# 📊 COVID-19 Data Analysis Project

This notebook analyzes COVID-19 data using the Our World in Data dataset. It includes data loading, cleaning, exploratory analysis, and vaccination progress visualizations.

In [None]:
import pandas as pd
import matplotlib.pyplot as plt
import seaborn as sns
import plotly.express as px

# Enable inline plotting
%matplotlib inline


In [None]:
# Load the dataset
df = pd.read_csv('owid-covid-data.csv')

# Show basic structure
print(df.columns)
df.head()


In [None]:
# Check for missing values
df.isnull().sum().sort_values(ascending=False)


In [None]:
# Focus on selected countries
countries = ['Kenya', 'United States', 'India']
df = df[df['location'].isin(countries)]

# Convert date column
df['date'] = pd.to_datetime(df['date'])

# Drop rows with missing critical values
df = df.dropna(subset=['total_cases', 'total_deaths'])

# Fill remaining with zeros where appropriate
df[['new_cases', 'new_deaths', 'total_vaccinations']] = df[['new_cases', 'new_deaths', 'total_vaccinations']].fillna(0)


In [None]:
for country in countries:
    country_data = df[df['location'] == country]
    plt.plot(country_data['date'], country_data['total_cases'], label=country)

plt.title("Total COVID-19 Cases Over Time")
plt.xlabel("Date")
plt.ylabel("Total Cases")
plt.legend()
plt.grid(True)
plt.show()


In [None]:
df['death_rate'] = df['total_deaths'] / df['total_cases']

for country in countries:
    country_data = df[df['location'] == country]
    plt.plot(country_data['date'], country_data['death_rate'], label=country)

plt.title("COVID-19 Death Rate Over Time")
plt.xlabel("Date")
plt.ylabel("Death Rate")
plt.legend()
plt.grid(True)
plt.show()


In [None]:
for country in countries:
    country_data = df[df['location'] == country]
    plt.plot(country_data['date'], country_data['total_vaccinations'], label=country)

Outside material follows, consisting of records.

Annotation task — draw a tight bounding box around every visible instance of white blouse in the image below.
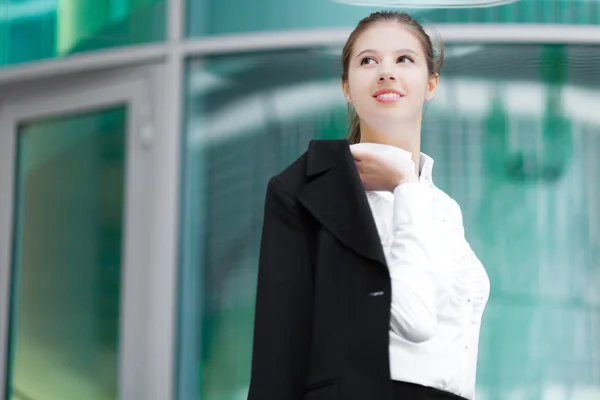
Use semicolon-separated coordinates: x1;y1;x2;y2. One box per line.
360;148;490;399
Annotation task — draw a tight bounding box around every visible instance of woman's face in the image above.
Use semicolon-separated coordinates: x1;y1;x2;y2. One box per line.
342;22;438;126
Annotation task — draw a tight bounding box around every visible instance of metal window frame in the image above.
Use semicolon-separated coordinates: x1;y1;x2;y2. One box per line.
0;0;600;400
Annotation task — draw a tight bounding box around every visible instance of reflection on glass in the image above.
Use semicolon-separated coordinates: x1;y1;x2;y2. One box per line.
187;0;600;36
180;45;600;400
0;0;166;68
8;108;126;400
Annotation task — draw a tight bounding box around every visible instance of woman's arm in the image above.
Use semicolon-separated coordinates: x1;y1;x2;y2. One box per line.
382;182;437;342
248;177;313;400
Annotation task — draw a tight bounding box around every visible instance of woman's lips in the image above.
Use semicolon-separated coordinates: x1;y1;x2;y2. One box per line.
373;89;404;103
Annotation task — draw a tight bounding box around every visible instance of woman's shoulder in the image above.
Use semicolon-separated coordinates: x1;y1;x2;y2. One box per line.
433;185;462;224
271;139;350;193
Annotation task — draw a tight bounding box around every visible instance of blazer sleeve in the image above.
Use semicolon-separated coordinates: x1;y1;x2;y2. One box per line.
248;177;313;400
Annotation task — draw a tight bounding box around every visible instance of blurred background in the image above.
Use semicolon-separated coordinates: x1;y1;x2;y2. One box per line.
0;0;600;400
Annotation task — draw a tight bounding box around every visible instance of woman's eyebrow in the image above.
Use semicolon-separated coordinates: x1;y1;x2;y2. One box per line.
356;48;419;58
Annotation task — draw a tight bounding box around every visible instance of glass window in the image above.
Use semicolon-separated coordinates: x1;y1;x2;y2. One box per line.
179;44;600;400
187;0;600;37
0;0;166;68
2;107;127;400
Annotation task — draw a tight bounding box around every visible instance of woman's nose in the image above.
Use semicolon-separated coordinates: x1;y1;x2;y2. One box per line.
379;66;396;82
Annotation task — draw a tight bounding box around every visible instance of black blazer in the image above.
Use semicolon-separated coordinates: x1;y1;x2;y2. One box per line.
248;140;392;400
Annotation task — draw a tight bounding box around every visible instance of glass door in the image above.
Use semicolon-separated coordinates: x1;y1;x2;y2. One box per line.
0;69;157;400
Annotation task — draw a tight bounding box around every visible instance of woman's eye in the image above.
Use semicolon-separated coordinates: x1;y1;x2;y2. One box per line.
360;57;375;65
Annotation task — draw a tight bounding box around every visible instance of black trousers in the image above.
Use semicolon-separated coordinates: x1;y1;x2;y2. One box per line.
393;381;466;400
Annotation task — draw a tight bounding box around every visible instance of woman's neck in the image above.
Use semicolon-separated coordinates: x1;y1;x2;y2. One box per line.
360;121;421;175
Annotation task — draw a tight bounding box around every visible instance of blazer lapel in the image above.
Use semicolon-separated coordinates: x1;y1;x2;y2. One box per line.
297;139;387;266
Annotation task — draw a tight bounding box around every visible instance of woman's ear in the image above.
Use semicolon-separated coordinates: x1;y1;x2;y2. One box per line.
425;72;440;101
342;79;352;103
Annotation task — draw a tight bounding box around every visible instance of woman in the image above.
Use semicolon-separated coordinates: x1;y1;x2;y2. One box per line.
248;12;489;400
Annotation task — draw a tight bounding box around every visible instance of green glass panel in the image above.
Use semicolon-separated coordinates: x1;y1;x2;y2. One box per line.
0;0;167;68
6;108;126;400
187;0;600;37
178;44;600;400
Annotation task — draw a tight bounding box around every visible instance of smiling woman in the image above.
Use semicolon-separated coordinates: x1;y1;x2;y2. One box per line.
180;37;600;400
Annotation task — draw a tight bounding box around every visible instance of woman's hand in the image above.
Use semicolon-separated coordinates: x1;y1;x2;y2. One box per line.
350;146;419;192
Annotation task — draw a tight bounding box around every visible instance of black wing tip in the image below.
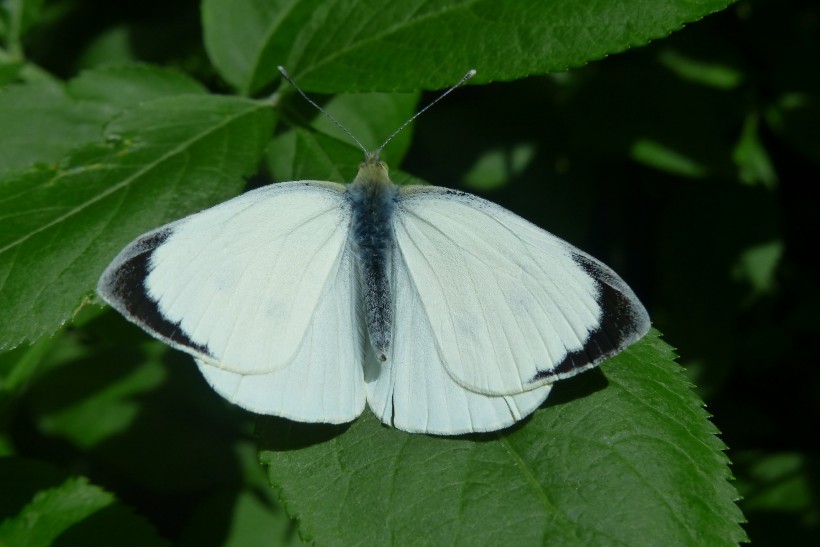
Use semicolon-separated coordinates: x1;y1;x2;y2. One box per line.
530;250;651;383
97;228;213;358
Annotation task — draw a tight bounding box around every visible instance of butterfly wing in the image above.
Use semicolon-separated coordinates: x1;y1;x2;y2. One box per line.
394;187;649;396
97;181;354;375
197;244;366;423
365;249;552;435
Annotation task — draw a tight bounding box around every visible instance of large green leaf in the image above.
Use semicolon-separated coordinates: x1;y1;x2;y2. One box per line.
0;95;274;347
260;331;744;545
0;65;204;173
203;0;732;94
0;458;168;547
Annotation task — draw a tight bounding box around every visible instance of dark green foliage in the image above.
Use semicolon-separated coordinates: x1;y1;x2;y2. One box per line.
0;0;820;546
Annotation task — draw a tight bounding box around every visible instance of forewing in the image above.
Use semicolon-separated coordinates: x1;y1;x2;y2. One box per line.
197;245;365;423
394;187;649;395
97;181;352;374
365;246;552;435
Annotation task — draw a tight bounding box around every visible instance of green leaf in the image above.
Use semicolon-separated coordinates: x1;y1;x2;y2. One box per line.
260;331;745;545
0;468;167;547
0;96;273;347
203;0;731;94
68;64;205;112
0;80;110;174
0;65;208;173
0;0;43;56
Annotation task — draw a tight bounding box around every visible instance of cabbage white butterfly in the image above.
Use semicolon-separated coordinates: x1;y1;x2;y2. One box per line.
97;69;649;435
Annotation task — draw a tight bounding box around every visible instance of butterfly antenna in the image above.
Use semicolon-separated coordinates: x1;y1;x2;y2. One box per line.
276;66;368;158
373;68;476;159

plt.title("Total Vaccinations Over Time")
plt.xlabel("Date")
plt.ylabel("Total Vaccinations")
plt.legend()
plt.grid(True)
plt.show()


In [None]:
plt.figure(figsize=(10,6))
for country in countries:
    country_data = df[df['location'] == country].copy()
    country_data['new_cases_ma'] = country_data['new_cases'].rolling(window=7).mean()
    plt.plot(country_data['date'], country_data['new_cases_ma'], label=country)

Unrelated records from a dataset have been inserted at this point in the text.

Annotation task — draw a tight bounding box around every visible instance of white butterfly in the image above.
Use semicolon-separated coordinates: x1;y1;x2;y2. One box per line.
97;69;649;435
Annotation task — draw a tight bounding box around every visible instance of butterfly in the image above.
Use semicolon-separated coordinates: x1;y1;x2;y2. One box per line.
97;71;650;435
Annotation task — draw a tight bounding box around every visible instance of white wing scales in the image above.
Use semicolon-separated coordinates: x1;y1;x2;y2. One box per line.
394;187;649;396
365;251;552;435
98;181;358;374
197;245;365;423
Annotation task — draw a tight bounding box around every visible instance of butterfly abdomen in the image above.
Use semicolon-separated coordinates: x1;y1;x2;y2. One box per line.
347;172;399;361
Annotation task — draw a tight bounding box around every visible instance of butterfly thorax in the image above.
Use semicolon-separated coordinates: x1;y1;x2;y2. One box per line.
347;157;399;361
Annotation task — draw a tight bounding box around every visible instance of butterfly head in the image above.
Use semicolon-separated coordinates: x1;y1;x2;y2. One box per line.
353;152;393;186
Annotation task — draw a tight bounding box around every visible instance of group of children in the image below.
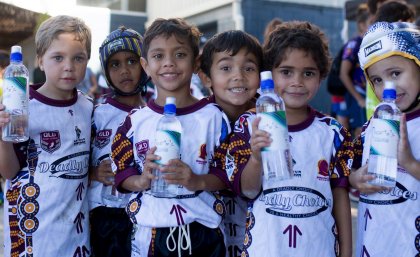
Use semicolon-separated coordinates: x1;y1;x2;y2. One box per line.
0;11;420;257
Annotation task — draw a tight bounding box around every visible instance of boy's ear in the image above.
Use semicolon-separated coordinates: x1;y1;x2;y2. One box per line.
36;56;44;71
140;57;150;76
198;70;211;89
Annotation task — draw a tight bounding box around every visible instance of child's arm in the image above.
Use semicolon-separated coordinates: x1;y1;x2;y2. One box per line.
0;104;20;179
241;118;272;199
398;113;420;180
161;159;227;191
349;164;386;194
332;187;352;257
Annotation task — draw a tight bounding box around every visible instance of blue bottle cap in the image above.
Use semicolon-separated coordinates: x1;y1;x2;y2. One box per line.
260;71;274;91
10;46;23;62
163;96;176;113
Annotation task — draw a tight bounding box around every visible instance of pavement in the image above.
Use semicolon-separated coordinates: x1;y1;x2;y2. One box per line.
0;201;357;257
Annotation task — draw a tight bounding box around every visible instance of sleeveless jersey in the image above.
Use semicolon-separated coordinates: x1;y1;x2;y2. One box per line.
112;99;227;256
354;110;420;257
88;97;138;210
4;87;93;257
226;109;352;257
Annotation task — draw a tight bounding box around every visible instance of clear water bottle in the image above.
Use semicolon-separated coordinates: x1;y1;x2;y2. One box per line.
151;97;182;198
2;46;29;143
256;71;293;187
368;81;401;187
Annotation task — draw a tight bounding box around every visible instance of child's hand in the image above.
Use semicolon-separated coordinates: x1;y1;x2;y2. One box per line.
136;146;160;190
349;164;386;194
398;113;420;179
251;117;272;162
0;104;10;129
92;159;115;186
160;159;203;191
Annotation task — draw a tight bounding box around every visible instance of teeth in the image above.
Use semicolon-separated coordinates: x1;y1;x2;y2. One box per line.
229;87;246;93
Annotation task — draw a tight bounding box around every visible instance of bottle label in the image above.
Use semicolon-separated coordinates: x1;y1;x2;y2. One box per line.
3;77;28;112
257;111;289;151
155;130;181;165
370;119;400;158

plt.title("7-Day Moving Average of New COVID-19 Cases")
plt.xlabel("Date")
plt.ylabel("New Cases (7-day MA)")
plt.legend()
plt.grid(True)
plt.show()


In [None]:
latest = df[df['date'] == df['date'].max()]
latest = latest[['iso_code', 'location', 'total_cases']].dropna()

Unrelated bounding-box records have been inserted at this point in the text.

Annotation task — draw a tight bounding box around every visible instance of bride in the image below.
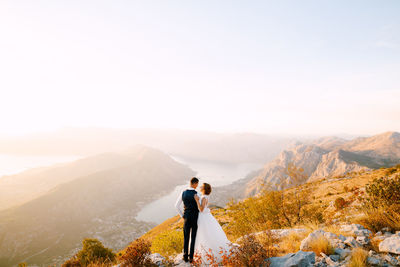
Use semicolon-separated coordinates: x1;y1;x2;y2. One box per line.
195;183;230;264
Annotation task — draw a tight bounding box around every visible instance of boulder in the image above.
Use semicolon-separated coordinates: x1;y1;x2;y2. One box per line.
379;235;400;254
300;229;341;251
383;254;399;266
149;253;165;266
344;236;361;248
269;250;315;267
329;255;340;262
340;223;372;236
367;256;382;266
271;228;307;238
335;248;351;260
356;236;370;246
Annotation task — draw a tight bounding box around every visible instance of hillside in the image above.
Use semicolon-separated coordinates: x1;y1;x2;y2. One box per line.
243;132;400;196
0;128;293;164
138;168;400;246
0;147;194;266
118;165;400;267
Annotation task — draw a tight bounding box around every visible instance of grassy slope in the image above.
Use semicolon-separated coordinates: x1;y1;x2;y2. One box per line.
122;168;400;252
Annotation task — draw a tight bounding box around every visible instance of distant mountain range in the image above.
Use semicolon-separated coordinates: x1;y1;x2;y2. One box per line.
0;128;295;164
0;146;195;266
216;132;400;205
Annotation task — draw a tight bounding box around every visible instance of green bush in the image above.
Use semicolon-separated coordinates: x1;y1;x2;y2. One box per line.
334;197;347;210
63;238;115;267
119;238;157;267
365;175;400;208
226;187;323;238
151;230;183;257
358;175;400;232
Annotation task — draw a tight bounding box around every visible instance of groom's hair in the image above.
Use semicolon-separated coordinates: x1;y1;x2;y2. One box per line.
190;177;199;184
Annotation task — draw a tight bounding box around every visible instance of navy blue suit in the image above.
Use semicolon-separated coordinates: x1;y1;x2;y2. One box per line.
182;189;199;260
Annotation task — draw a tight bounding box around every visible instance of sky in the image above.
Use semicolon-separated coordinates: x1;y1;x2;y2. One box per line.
0;0;400;135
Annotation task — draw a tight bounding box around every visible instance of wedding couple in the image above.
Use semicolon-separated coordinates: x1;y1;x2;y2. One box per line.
175;177;230;263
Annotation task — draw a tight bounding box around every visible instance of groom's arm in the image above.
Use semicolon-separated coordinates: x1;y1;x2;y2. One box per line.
175;192;183;218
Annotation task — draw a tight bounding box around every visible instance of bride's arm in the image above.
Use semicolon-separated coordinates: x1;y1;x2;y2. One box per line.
194;195;207;212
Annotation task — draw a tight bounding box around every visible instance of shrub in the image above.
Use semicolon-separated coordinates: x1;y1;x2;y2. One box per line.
334;197;347;210
343;185;350;193
227;187;314;238
119;238;157;267
62;255;81;267
358;175;400;232
348;248;368;267
62;238;115;267
279;232;306;254
310;236;335;255
151;230;183;257
77;238;115;266
193;236;276;267
365;175;400;208
354;207;400;232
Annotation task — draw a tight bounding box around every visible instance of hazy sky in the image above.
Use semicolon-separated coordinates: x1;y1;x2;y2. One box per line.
0;0;400;134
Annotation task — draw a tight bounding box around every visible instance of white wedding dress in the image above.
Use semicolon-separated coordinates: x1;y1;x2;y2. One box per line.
194;195;230;264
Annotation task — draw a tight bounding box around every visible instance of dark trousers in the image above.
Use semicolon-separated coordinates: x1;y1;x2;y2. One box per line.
183;213;198;259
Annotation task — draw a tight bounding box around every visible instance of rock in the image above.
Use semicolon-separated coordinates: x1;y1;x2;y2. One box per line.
335;248;351;260
383;232;393;237
344;236;361;248
356;236;370;246
321;252;337;266
271;228;307;238
149;253;165;266
329;255;340;262
367;256;382;266
300;229;341;251
338;235;346;242
383;254;399;266
174;253;186;266
269;250;315;267
379;235;400;254
340;223;372;236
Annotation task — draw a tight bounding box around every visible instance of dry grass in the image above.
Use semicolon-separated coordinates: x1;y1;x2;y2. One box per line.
323;224;351;236
370;239;382;252
278;232;308;255
348;248;368;267
310;236;335;255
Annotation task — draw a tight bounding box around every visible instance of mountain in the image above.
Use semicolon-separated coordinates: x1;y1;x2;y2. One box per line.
0;128;293;164
0;146;194;266
243;132;400;196
0;150;167;213
341;132;400;159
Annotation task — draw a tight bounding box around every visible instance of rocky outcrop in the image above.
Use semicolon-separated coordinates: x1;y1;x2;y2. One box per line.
244;132;400;196
269;250;315;267
300;224;400;267
379;234;400;254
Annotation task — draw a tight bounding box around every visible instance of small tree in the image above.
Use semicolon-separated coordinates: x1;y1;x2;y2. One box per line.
119;238;157;267
76;238;115;266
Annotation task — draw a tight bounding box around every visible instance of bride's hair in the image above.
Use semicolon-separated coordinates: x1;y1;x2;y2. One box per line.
203;183;211;195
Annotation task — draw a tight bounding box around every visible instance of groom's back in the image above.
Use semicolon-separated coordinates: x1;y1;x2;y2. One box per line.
182;189;199;217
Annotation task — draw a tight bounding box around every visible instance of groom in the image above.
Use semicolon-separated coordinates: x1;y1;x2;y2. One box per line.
175;177;199;262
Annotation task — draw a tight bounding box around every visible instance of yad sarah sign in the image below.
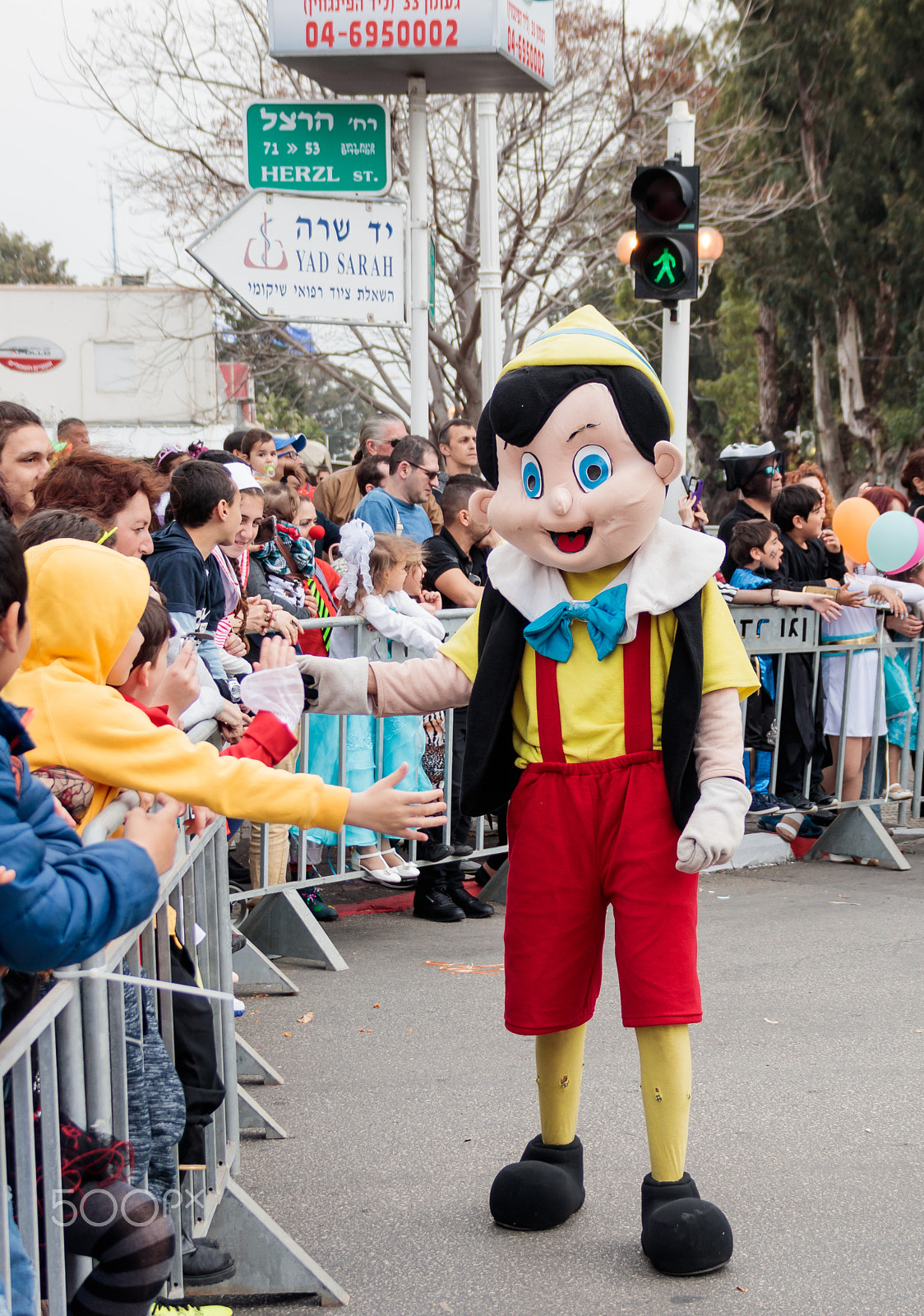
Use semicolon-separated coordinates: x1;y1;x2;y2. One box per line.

fig = px.choropleth(latest,
                    locations='iso_code',
                    color='total_cases',
                    hover_name='location',
                    title='Total COVID-19 Cases by Country (Latest)',
                    color_continuous_scale='Reds')
fig.show()


## 📌 Key Insights

- The United States had the highest number of total cases among the selected countries.
- Death rates vary over time and differ between countries.
- Vaccination rollouts were faster in the United States and India compared to Kenya.
- Moving average trends help smooth out spikes in daily new cases.